Hey everyone.
So my daughter's dad has been extremely hard work the last 2 years and he's been mentally draining me. He always says nasty things to me about taking her off me, he would get custody, he don't want her growing up round my other children, my parenting is shit and the list goes on.
He deliberately didn't have her Thursday to punish me because I got angry with the way he was talking to my other kids and I stuck up for them. I've not spoken to him since because he always lectures me about my parenting and how I should do this how I should do that and makes me feel shit all the time.
He was meant to have her today at 10 and 2 hours later he's messaging my brother the usual crap going on and on about my parenting and all the same old rubbish but has also demanded I bring her to him when he should of picked her up at 10. My brother has explained that I don't want to see him and he's just being a full on ass about it all. Well she won't get the break then, I won't have her she's the one who will suffer and all this crap.
I just don't know why he can't just be an adult and why he can't just be civil and not be soo awkward about it all. I'm soo tired and drained and I just want to go to bed and sleep but I can't.
It's always his way or no way, it's always about him and how he feels and it's always about his work. I've asked him to help out more in regards to having her the same time as my other children go to their dads soo I get the break I soo need and deserve but he won't do it. I'm just soo exhausted by it all now and I just don't want the constant drama and the agg.

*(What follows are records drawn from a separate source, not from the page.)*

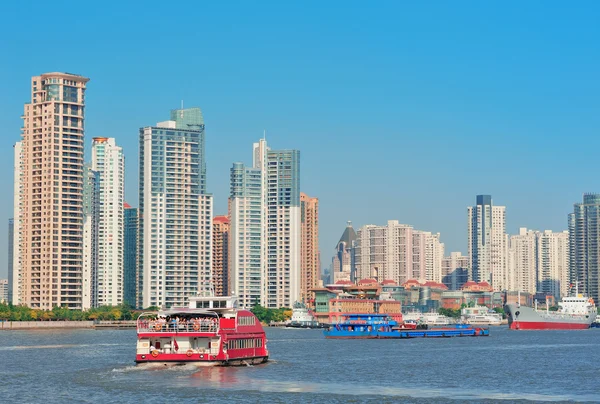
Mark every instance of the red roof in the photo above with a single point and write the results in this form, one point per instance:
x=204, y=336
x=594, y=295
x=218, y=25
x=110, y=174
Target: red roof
x=221, y=219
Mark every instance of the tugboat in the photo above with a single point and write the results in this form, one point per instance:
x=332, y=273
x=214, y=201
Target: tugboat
x=212, y=331
x=302, y=318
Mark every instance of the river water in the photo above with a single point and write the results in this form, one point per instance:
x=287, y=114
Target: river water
x=84, y=366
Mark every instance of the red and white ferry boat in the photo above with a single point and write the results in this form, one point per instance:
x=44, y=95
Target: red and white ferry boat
x=212, y=331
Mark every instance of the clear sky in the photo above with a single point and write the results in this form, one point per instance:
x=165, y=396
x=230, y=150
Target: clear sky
x=401, y=110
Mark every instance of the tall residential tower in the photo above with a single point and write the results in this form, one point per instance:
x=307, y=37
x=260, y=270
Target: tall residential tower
x=48, y=209
x=108, y=162
x=175, y=210
x=487, y=242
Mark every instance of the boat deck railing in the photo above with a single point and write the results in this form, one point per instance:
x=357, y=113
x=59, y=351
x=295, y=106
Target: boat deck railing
x=163, y=327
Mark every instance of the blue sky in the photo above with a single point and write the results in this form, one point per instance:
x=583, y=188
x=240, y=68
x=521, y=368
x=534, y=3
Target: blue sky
x=400, y=110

I don't have any support from family or friends soo can't even ask them. I do it all alone and have done for the last 4 years since my ex husband left me for another woman. I just want to be happy and left alone and for him to help more but he won't he just wants to make things awkward and just be a complete asshole all the time. He never listens to me and he just turns and twists everything I say and makes it all about him all the time.